There is one current managerial opening, in Detroit, and one expected with the New York Mets. The Tigers are about to embark on their own rebuilding process. The Mets have designs on contending in 2018, but that is uncertain. The Phillies' job is a good one. It should attract many qualified candidates.

There could be sweeping changes to the coaching staff, much of which was here before Klentak. The coaches were told to pursue jobs elsewhere. The next manager will decide whom he will and will not retain.

Why fire Mackanin just four months after his extension? Klentak said the organization needed stability in May when Mackanin received a new deal.

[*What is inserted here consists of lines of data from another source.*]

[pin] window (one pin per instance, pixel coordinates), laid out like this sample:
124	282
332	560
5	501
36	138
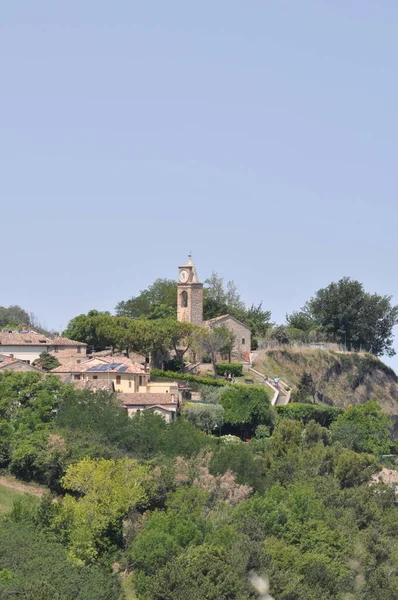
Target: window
184	299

The quicker-than-expected progress in the second half, in a twisted way, sealed Mackanin's fate.

If the Phillies are moving on to the next phase of this process, when wins and losses matter, they want someone other than Mackanin overseeing it.

"I still trust Pete," Klentak said. "I still want his opinion, and I still want to be able to call him and run thoughts by him. Maybe as importantly as anything, I want to make sure when we're tipping champagne over each other head's celebrating our next championship that Pete is still proudly wearing the 'P' because he deserves that."

Mackanin appeared emotionless as Klentak spoke at a news conference.

"I can't sit here and say that I'm not disappointed in what has occurred," Mackanin said.

Inside the clubhouse, there was disappointment and indifference. Most of the roster had not spent a great deal of time with Mackanin. The players who did — like Freddy Galvis, Cesar Hernandez and Cameron Rupp — could be moved this winter. Mackanin was a players' manager, and a young group appreciated the freedom he permitted.

"We've played really good baseball in the second half," Rupp said. "We've had good pitching, and we're in the top in baseball in offense the last couple months. It's not something you expect. You don't come to the ballpark saying, 'Who's getting fired?' "

Mackanin had made his uncertain feelings about next season public in recent days. The manager and his boss, almost 30 years his junior, said nice things about each other Friday afternoon. The faults were understood between the two men. They did not need to be shared, even in private.

"I've had to fire coaches and release players over many years," Mackanin said. "When Matt told me he wasn't bringing me back, I didn't ask for a reason. I think whatever the reason is, that's his reason, and that's good enough for me."